Last week Premier Winde said the provincial government is opposed to any blunt instrument, like a lockdown, being imposed on the province. He said provincial and local governments were considering their own localised interventions and restrictions to slow the spread of Covid-19 in line with their respective powers.

“The Western Cape is against lockdown being imposed on provinces and is in favour of targeted, and local interventions based on scientific evidence.”

He said one of the interventions that was needed was around gatherings, and especially those that take place indoors.
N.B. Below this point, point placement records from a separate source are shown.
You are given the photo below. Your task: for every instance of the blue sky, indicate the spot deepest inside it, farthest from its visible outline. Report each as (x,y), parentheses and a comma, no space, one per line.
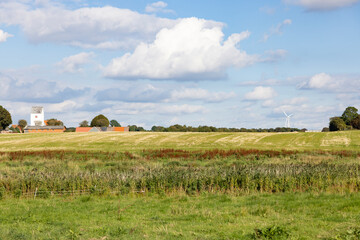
(221,63)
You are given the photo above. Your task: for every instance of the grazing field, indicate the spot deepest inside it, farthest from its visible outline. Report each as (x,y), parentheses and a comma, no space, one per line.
(130,141)
(180,186)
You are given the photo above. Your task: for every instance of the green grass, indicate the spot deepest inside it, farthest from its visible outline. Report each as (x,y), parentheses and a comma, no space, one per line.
(301,216)
(311,192)
(135,141)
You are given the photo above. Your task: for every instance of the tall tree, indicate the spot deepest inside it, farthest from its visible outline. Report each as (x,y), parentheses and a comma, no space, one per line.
(355,123)
(5,118)
(22,123)
(349,114)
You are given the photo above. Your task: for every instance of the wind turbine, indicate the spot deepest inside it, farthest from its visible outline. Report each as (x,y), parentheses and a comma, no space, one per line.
(287,121)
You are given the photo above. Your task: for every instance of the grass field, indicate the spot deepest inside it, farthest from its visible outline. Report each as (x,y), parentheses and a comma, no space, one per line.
(208,216)
(180,186)
(132,141)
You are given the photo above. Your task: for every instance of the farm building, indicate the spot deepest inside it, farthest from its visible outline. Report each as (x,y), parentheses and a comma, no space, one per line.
(37,116)
(38,123)
(102,129)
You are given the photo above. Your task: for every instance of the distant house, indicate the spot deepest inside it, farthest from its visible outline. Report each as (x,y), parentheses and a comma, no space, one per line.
(38,124)
(102,129)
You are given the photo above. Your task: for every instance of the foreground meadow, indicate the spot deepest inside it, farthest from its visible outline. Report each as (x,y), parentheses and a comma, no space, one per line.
(135,141)
(180,186)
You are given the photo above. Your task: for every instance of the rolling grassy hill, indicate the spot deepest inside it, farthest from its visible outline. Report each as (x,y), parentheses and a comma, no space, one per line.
(133,141)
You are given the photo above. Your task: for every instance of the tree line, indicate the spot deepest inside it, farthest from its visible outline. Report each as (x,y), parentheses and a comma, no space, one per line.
(350,119)
(184,128)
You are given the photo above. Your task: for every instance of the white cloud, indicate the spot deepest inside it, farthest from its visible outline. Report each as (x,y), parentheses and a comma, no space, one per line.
(151,93)
(4,36)
(274,55)
(321,5)
(73,64)
(89,27)
(261,93)
(332,83)
(38,91)
(321,80)
(278,30)
(155,108)
(159,6)
(200,94)
(193,49)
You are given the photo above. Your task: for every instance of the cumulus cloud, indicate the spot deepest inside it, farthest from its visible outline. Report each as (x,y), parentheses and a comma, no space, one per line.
(159,6)
(332,83)
(322,5)
(155,108)
(278,30)
(4,36)
(144,93)
(89,27)
(200,94)
(193,49)
(150,93)
(260,93)
(74,63)
(274,55)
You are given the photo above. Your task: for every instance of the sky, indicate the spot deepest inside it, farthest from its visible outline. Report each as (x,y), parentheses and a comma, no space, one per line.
(220,63)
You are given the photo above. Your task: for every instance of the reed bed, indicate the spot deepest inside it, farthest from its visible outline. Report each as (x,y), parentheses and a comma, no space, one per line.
(169,171)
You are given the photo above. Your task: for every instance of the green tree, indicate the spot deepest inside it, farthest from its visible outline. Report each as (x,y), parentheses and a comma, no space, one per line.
(99,121)
(349,114)
(337,124)
(5,118)
(22,123)
(114,123)
(84,124)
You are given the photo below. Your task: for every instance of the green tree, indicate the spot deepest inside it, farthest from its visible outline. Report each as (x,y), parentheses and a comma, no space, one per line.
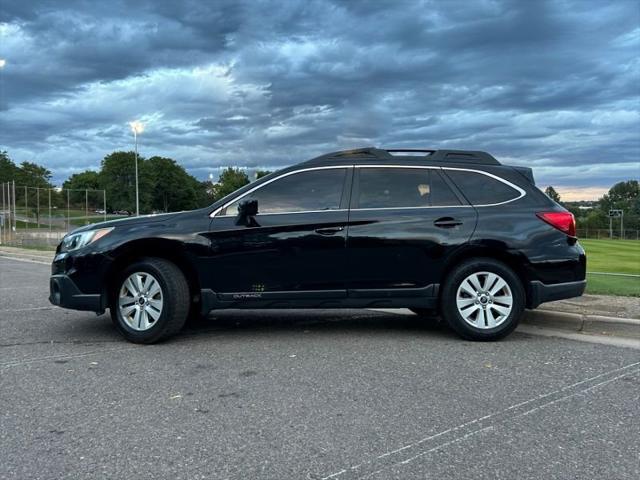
(88,179)
(33,175)
(173,188)
(117,177)
(624,196)
(230,180)
(552,194)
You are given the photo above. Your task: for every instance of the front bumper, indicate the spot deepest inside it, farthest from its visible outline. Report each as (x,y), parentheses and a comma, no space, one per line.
(63,292)
(540,292)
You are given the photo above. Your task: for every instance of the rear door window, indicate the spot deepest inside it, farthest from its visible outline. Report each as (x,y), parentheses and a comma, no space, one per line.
(402,188)
(480,189)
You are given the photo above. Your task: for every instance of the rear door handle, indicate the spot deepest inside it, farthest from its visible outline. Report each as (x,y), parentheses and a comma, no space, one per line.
(329,231)
(447,222)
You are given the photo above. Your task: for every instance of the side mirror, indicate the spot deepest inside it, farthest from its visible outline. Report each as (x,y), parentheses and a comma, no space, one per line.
(247,209)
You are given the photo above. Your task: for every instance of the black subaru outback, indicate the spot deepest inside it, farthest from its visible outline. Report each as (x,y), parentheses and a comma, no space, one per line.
(437,231)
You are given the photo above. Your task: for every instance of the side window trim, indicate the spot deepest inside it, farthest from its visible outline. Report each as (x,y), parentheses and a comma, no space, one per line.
(287,174)
(521,192)
(467,204)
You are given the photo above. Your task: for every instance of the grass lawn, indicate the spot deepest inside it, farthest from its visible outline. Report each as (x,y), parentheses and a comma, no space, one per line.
(614,256)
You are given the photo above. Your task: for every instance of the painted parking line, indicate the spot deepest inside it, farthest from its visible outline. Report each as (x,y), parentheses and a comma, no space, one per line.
(456,434)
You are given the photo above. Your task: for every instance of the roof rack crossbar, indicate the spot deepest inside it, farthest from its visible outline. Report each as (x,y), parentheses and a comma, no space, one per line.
(454,156)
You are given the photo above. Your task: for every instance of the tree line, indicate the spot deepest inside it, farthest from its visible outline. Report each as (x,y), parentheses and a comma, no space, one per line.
(594,215)
(164,185)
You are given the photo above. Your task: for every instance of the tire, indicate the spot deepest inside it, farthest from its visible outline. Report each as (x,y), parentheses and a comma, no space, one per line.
(158,291)
(492,313)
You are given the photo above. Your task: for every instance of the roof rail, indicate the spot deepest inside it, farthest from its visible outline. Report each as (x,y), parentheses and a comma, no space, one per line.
(457,156)
(464,156)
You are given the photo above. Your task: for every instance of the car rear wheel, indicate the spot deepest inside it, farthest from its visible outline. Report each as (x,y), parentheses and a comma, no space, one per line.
(482,299)
(150,301)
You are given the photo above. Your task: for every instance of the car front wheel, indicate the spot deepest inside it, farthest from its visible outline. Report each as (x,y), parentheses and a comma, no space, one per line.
(150,301)
(482,299)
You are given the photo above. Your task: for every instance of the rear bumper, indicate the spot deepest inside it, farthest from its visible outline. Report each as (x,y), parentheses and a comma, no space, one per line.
(540,292)
(63,292)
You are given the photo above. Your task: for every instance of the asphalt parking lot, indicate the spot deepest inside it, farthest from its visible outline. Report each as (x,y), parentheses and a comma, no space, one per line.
(303,395)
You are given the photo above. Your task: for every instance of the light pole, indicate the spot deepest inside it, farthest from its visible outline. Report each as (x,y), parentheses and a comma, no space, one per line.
(3,62)
(137,127)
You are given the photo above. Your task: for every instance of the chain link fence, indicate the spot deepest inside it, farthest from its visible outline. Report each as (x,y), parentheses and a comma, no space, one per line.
(32,216)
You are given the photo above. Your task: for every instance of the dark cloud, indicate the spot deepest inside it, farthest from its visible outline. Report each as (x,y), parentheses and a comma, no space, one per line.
(553,84)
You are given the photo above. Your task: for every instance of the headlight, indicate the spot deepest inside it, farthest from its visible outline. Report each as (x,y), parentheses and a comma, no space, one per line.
(79,240)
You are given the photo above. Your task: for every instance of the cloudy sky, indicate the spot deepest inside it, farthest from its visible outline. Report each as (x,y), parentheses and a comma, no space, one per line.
(550,84)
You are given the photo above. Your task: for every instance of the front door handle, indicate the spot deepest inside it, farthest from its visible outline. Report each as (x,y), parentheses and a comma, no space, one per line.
(329,231)
(447,222)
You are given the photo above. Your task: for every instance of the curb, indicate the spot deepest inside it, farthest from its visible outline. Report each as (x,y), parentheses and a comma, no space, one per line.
(584,323)
(21,255)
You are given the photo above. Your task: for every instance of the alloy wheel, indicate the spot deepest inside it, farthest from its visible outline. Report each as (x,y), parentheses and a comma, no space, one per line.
(140,301)
(484,300)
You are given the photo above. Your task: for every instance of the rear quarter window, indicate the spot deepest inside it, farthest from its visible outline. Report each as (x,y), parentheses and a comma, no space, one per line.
(480,189)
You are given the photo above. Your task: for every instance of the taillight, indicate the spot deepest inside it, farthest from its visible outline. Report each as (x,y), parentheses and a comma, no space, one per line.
(563,221)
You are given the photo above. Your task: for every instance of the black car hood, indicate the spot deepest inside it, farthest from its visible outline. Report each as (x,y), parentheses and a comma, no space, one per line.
(131,221)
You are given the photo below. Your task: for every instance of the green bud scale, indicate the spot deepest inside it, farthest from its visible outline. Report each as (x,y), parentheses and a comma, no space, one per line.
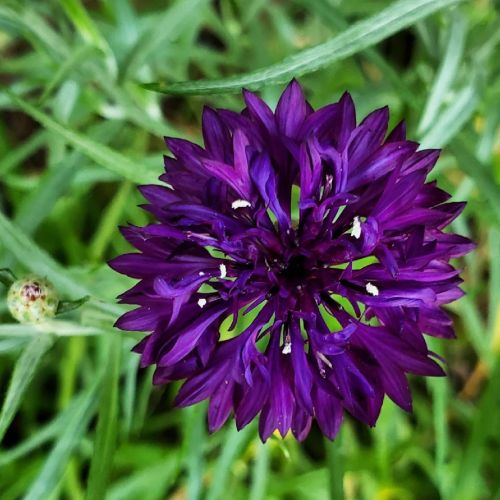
(32,299)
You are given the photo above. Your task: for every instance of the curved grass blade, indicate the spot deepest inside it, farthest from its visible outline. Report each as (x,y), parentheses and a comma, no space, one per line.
(446,73)
(23,373)
(234,444)
(361,35)
(57,460)
(105,441)
(30,255)
(101,154)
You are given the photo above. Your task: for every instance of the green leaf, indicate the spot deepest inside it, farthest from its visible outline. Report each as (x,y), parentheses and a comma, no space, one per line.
(234,444)
(70,305)
(55,463)
(194,443)
(27,252)
(361,35)
(23,373)
(7,277)
(479,173)
(56,327)
(447,71)
(101,154)
(453,118)
(335,462)
(105,440)
(260,472)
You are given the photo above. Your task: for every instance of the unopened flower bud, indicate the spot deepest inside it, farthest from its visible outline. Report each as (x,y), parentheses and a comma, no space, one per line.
(32,299)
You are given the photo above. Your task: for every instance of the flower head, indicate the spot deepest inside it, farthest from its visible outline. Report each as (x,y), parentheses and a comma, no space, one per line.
(32,299)
(320,242)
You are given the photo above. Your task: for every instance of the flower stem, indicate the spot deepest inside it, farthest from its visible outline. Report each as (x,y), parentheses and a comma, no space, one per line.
(335,467)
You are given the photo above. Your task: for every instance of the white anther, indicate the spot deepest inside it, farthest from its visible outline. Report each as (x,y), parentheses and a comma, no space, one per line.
(372,289)
(223,271)
(324,359)
(240,204)
(356,228)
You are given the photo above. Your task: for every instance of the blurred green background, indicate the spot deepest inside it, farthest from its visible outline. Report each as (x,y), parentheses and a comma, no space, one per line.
(77,132)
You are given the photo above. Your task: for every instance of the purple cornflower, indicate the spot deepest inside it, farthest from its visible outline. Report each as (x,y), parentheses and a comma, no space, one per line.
(297,261)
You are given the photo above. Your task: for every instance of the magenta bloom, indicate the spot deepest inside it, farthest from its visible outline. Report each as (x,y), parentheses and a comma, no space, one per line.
(321,237)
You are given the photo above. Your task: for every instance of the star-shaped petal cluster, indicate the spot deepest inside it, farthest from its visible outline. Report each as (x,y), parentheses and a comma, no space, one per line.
(296,262)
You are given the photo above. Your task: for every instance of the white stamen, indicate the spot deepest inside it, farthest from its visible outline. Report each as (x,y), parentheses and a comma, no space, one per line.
(223,271)
(240,204)
(324,359)
(356,228)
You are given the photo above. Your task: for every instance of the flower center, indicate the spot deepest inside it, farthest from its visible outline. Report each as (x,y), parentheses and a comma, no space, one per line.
(295,271)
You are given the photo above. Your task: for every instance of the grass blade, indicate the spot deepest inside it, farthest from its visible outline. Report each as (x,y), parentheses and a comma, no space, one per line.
(234,443)
(195,438)
(260,472)
(335,469)
(446,72)
(27,252)
(101,154)
(105,440)
(57,460)
(23,373)
(361,35)
(479,173)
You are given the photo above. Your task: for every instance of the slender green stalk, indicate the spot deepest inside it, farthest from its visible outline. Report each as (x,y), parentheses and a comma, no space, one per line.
(335,466)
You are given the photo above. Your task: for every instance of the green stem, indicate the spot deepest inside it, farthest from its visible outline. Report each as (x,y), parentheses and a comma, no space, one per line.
(334,459)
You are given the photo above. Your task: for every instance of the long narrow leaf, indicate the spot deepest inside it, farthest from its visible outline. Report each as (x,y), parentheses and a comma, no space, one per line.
(101,154)
(361,35)
(22,375)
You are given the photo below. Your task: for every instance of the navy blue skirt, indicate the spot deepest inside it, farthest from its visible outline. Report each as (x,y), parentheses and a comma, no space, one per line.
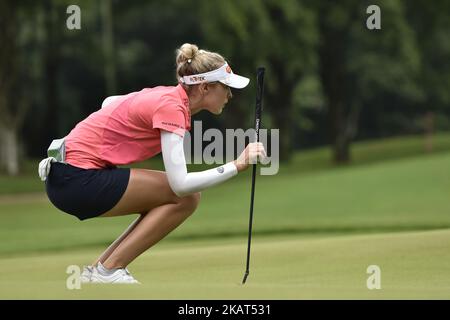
(85,193)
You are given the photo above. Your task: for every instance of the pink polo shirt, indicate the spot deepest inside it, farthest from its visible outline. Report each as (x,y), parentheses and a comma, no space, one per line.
(127,130)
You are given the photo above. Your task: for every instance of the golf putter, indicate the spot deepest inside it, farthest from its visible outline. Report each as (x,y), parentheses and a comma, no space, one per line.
(258,110)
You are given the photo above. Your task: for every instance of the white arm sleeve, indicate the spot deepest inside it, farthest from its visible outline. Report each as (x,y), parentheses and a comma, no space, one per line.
(182,182)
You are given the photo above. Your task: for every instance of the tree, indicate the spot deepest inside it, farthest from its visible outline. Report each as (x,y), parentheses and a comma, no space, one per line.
(13,102)
(361,67)
(279,35)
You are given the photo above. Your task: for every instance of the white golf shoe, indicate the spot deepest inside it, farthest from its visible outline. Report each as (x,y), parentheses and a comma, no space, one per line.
(86,274)
(117,276)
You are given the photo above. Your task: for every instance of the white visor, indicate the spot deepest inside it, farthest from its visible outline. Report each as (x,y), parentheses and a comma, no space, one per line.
(223,74)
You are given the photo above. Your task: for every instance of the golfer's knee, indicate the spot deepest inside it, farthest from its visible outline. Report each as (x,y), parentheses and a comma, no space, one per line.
(190,202)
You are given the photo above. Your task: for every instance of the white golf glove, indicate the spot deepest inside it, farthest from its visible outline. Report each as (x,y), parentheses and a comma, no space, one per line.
(44,167)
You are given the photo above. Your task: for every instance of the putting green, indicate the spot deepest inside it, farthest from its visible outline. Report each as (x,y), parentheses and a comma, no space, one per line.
(414,265)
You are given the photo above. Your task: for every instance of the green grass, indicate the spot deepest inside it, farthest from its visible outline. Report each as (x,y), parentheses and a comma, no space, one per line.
(308,161)
(413,266)
(316,229)
(411,194)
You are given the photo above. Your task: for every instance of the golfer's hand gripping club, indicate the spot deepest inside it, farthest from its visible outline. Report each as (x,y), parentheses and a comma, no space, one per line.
(253,152)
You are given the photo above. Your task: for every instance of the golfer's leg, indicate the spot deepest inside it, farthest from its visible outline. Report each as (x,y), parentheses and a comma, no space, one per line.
(114,245)
(151,229)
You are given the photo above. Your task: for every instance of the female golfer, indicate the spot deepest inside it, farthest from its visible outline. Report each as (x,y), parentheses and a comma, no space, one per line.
(132,128)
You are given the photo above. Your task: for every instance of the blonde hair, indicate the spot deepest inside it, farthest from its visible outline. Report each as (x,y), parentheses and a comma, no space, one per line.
(190,60)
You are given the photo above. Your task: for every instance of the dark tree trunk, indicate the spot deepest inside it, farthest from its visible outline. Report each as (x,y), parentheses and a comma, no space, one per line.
(108,47)
(333,76)
(51,62)
(281,108)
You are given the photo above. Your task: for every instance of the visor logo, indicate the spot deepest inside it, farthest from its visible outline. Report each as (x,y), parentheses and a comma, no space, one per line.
(197,78)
The number of people permitted to gather indoors is currently 250; Winde said this was too high and needed to be reconsidered for specific hotspots.

According to him another challenge was limited policing resources, as the province redirects law enforcement teams to enforce regulations while crime continues. “We would also like to see more manpower sent down to local hotspots. In this instance, we need to use law enforcement and this is where national government can help with the deployment of extra police resources.”

While preparations for the holiday season are in full swing across the province, it was reported that more and more tourists, both domestic and international, are making their way to the Western Cape. 

To cope with the expected influx of tourists the Cape Town International Airport has introduced body temperature scanners, Covid-19 monitors who move around the airport helping with compliance, and antigen testing. All international travellers must arrive in the country with a negative PCR test not older than 72 hours. However, if for some reason a person arrives without this test or documentation, they will be taken to an isolation bay, where an antigen test will be administered. The test is quick to perform and results are available within 30 minutes.

Deon Cloete, general manager of Cape Town International Airport said: “We have a number of Covid-19 safety protocols in place which are strictly adhered to. Our aim is to ensure the safety of all airport users including our staff. We have seen a steady increase in passenger movement which is a good sign. We are committed to playing our part in making sure that people safely navigate the airport.”

By following some simple protocols and safety tips you can ensure that you are able to navigate this festive season safely.

  • Do not travel if you feel ill or are experiencing symptoms such as a sore throat, loss of taste or smell, body aches or fever.
  • Always wear your mask whenever travelling – whether you are going through an airport, travelling by bus or in a taxi.
  • While waiting in queues, ensure that there is 1.5 metres of space between you and any other person.
  • Wash or sanitise your hands before boarding a bus, plane or taxi.
  • If traveling by car, bus or taxi, ensure that the windows are open to allow fresh air to circulate.